Ballet novice, Neris Johnson, chats to Steven McRae and Lizzie Harrod, stars of the Royal Ballet and real life couple, about dance, drive and juggling life in Covent Garden with parenting two little ones.
Steven McRae looks small, sitting in the corner of the Royal Ballet’s biggest rehearsal room. With its wall-to-wall mirrors, the dancers love it because they can see what the audience sees. Every leap, every move. Ballet is all about striving for perfection. McRae is the star of the Royal Ballet’s next big season but is fighting an injury. His wife, soloist Elizabeth Harrod, danced Swan Lake yesterday. Twice. And is about to do it again. She doesn’t seem tired at all. She’s trained her whole life for it. This is their home from home. They have the unspoken comfortableness of a couple. Lucky really, in a world where you’re only as good as your last dance.

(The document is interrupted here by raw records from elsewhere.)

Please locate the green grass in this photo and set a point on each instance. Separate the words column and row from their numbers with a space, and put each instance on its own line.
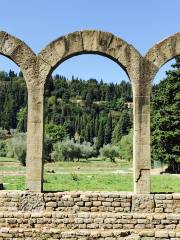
column 91, row 175
column 75, row 182
column 13, row 182
column 6, row 159
column 88, row 182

They met at the Royal Ballet School. Elizabeth from Yorkshire and Steven from Australia. Both were homesick. Steven always liked her but it wasn’t until they graduated and Elizabeth went to Oslo to perform that she noticed. “Finally the lightbulb went off!” Steven laughs. “I wasn’t flying out to visit her just to be her friend.” They both laugh. Thirteen years on they have two small children. Audrey aged three and Frederick aged one. (Elizabeth did the splits every day of her pregnancies – including the days she gave birth. Old habits are hard to break.)
Steven has just finished his pilates session. Such is the modern world, you can follow his recovery on Instagram. It’s a gruelling and inspiring watch. “There’s an amazing team here,” he says. Their sports psychologist works with the British Olympic teams and is used to elite athletes. “You’re always trying to find that extra little bit,” Steven says with his soft Australian accent. Mental health as well as physical health is now of prime importance. “It’s very easy to slip into a world of self-doubt when there are all the pressures.”
And the pressures are growing. Performances are now streamed live to sold-out cinemas across the country. Pressure and pain is the norm. “It takes its toll I won’t lie,” says Elizabeth, putting on her ballet shoes (she wears out a pair a day when performing). “I didn’t think I would feel this physically exhausted at 33. There are times when we want to run around the playground, and Audrey’s like ‘Come on Momma, chase me’ and I’m thinking ‘I need to limp really but I’m just gonna go for it’, you can’t wrap yourselves in cotton wool can you?’
So what do they eat in a day? Gone are the days of a cigarette and a coffee. “That dancer diet has vanished,” Elizabeth explains. “People would be horrified at the amount we consume. A lot of plain food. A lot of jacket potatoes.” Steven laughs. “You don’t want anything repeating when you’re up close and personal. Mid Romeo and Juliet.”
Elizabeth stretches out her toes and feet and describes their routine with the kids. Juggling the two worlds of kids and ballet is a challenge. “It’s very hard to not get frustrated with them when we’re so tired. I have to give myself a calm talking to and say ‘It’s not your fault that I come home from work at midnight; that’s entirely my choice; it’s entirely my choice to go and do it all again today.’’’
Elizabeth loved ballet from a young age and won a place at the Royal Ballet School at 11. Dancing was not on Steven’s radar. “My family is a motorsport family from Sydney, my Dad literally had his hands in an engine every single day. When I was 7, I said I wanted to try dancing, my sister and Mum and Dad both said ‘Great, OK go!’ I was a shy kid so I think they thought it would be good for me.”
We are interrupted by a teacher and another principal dancer. They need to work. Their colleagues, their friends, their biggest competitors. They tell me that the final rehearsals in this room with their peers are much more nerve wracking than any first night on stage.
They can’t carry on dancing forever. “You know that at 18,” says Steven. “I think that’s a good thing. There are so many different routes in life.” They’ve both got qualifications in other things in their free time. Where will they be be in ten years, when the standing ovations, sprained muscles and late nights end? “Maybe we’ll go and live on an island for a year. Who knows?” Until then they’ve got a schedule to keep, audiences to please, new heights to reach. I can’t wait to get my ticket.